I tried to envisage a quiet, clannish East Anglian farm family deliberately setting out on a program of mutiny and murder to recoup its fortunes. I found the notion staggering.

“It would take at least a rudimentary knowledge of the wine business to operate as they do,” I said. “Certainly they didn’t acquire that in Great Helmwich.”

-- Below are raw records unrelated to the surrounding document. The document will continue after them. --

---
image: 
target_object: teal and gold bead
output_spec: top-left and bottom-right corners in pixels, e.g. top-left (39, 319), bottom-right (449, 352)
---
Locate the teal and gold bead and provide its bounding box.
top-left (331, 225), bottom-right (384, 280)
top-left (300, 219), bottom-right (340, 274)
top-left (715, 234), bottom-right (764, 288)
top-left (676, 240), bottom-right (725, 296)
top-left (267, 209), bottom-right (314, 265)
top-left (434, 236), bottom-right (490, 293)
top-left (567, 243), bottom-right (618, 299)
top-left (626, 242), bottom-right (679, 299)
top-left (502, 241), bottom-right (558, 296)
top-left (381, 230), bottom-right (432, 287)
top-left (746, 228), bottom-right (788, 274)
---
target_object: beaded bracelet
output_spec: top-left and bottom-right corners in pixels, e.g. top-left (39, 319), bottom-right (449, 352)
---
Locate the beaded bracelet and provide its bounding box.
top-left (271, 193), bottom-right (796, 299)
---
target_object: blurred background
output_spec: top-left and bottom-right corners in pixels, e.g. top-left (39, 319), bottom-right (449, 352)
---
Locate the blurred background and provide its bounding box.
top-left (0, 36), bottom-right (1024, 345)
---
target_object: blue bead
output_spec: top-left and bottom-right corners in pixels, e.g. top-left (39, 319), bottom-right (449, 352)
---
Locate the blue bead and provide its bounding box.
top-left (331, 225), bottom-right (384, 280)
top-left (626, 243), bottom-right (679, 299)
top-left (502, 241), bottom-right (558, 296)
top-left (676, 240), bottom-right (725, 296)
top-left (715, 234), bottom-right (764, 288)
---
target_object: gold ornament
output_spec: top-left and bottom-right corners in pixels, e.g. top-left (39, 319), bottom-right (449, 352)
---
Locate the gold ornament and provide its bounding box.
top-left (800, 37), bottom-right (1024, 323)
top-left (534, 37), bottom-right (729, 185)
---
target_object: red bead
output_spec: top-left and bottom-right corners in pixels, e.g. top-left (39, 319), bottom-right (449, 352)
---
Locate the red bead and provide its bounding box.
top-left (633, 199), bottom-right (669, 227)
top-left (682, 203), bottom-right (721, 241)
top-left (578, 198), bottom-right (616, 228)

“Of course not. One of the Snell sons worked for a wine merchant in London before he went to sea. Obviously he didn’t learn much about the quality of wines, but he learned the rudiments of handling them, and gluing labels on bottles, and filling bottles from casks. Probably he picked up a smattering of information about marketing them. Then all he had to do was build a list of small, independent wine merchants like Seth Beaton, collect their orders and money once a week, and arrange for the deliveries. Chief Inspector Mewer has found the firm that printed the wine labels for them and also the firm that sells bottles to them. Of course those four shiploads contained more than three varieties of wine, but the Snell brothers probably pay little attention to which wine goes with which label. At that price, their customers aren’t likely to complain as long as all of the wines are of good quality. Their list of agents is growing rapidly—and so is the amount of wine they sell. I wonder how long it will be before they need another shipload.”

I shuddered. Probably all of us did. The combination of cold-blooded murder and thievery, repeatedly carried out, is fortunately rare in England.

“The question is how to put a stop to it with so little evidence,” Lady Sara said. “Chief Inspector Mewer is coming this evening. We should be able to contrive something.”